Ireland: Recommended Reading and Viewing
For a quick overview, Richard Killeen's A Short History of Ireland is a well-illustrated walk through key events. Ireland: A Concise History (O'Brien) is just that, while How the Irish Saved Civilization (Cahill) shows how this "island of saints and scholars" changed the course of world history. In Traveller's History of Ireland, Peter Neville leads readers on a tour through Ireland's complicated history.
Frank McCourt's autobiography, Angela's Ashes, recounts his impoverished childhood in 1930s Limerick. Are You Somebody? The Accidental Memoir of a Dublin Woman (Faolain) and To School Through the Fields (Taylor) are well-written memoirs. Two New Yorkers move to a tiny Irish village in O Come Ye Back to Ireland (first in a series of four books by Williams and Breen). For a humorous jaunt through the Irish countryside read Round Ireland with a Fridge (Hawks) or The Back of Beyond: A Search for the Soul of Ireland (Roy).
Ireland is the home to its share of great writers, among them masters such as James Joyce (try his Dubliners for a look at Irish life in the 1900s), Oscar Wilde, Jonathan Swift, W. B. Yeats, George Bernard Shaw, and Samuel Beckett. Other classic Irish authors include Brendan Behan, Oliver Goldsmith, Thomas Kinsella, and Seamus Heaney.

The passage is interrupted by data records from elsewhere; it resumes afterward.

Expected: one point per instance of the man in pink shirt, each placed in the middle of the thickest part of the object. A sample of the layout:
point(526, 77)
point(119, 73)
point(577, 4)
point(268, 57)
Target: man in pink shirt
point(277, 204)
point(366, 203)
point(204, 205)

Edward Rutherfurd's thick, two-part Dublin Saga traces key events in Irish history from a.d. 430 to the fight for independence. Other historical epics include Trinity (Uris), The Last Prince of Ireland (Llewelyn), and Ireland (Delaney).
The Bódhran Makers (Keane) is a heartwarming look at poor families in 1950s Ireland. Roddy Doyle's gritty novels, such as The Barrytown Trilogy and A Star Called Henry, capture the day-to-day life of working-class Dubliners. Also set in Dublin, Finbar's Hotel and Ladies' Night at the Finbar's Hotel (Bolger) were written collaboratively, with each chapter penned by a different modern Irish author. Consider also any of Maeve Binchy's soapy novels such as Circle of Friends.
The Quiet Man (1952), starring John Wayne as a disgraced boxer, remains a sentimental favorite. David Lean's epic WWI love story Ryan's Daughter (1970) was filmed near Dingle. For hard-hitting drama, see The Field (1991, an Irish farmer fights to keep his land) or Angela's Ashes (1999, based on the Frank McCourt memoir). In Evelyn (2002), single-dad Pierce Brosnan goes to court to keep his kids out of an orphanage, and unwed mothers struggle to survive the harsh life of a 1960s nunnery in The Magdalene Sisters (2003).
For insight into the struggle for independence from Britain, see Michael Collins (1996, Liam Neeson), a biopic about the Irish Free State revolutionary, and The Wind that Shakes the Barley (2006), told through the story of two brothers. Odd Man Out (1947) is a film noir about the early IRA, with a great scene filmed in Belfast's Crown Bar. The Troubles haunt a widow and her lover in Cal (1984). In the Name of the Father (1993, Daniel Day-Lewis) is a biopic of accused bomber Gerry Conlon. The families of IRA hunger strikers are the focus of Some Mother's Son (1996), while the documentary-like Omagh (2004) recounts a deadly 1998 IRA bombing.
Equally bleak but worthwhile films include My Left Foot (1989), which garnered an Academy Award for Daniel Day-Lewis, and Veronica Guerin (2003), in which Cate Blanchett fights corruption as a journalist.
For a fun, throw-away romantic film, try Far and Away (1992), with Tom Cruise and Nicole Kidman as penniless Irish immigrants. For a comedic break, watch at least one of the films adapted from books by Roddy Doyle: The Commitments (1991), The Snapper (1993), or The Van (1996). In Waking Ned Devine (1998), a deceased villager wins the lottery (it's funnier than it sounds). Children bring Irish folk tales to life in Into the West (1993) and The Secret of Roan Inish (1995). Leap Year (2009), with Amy Adams, was filmed on Inishmore.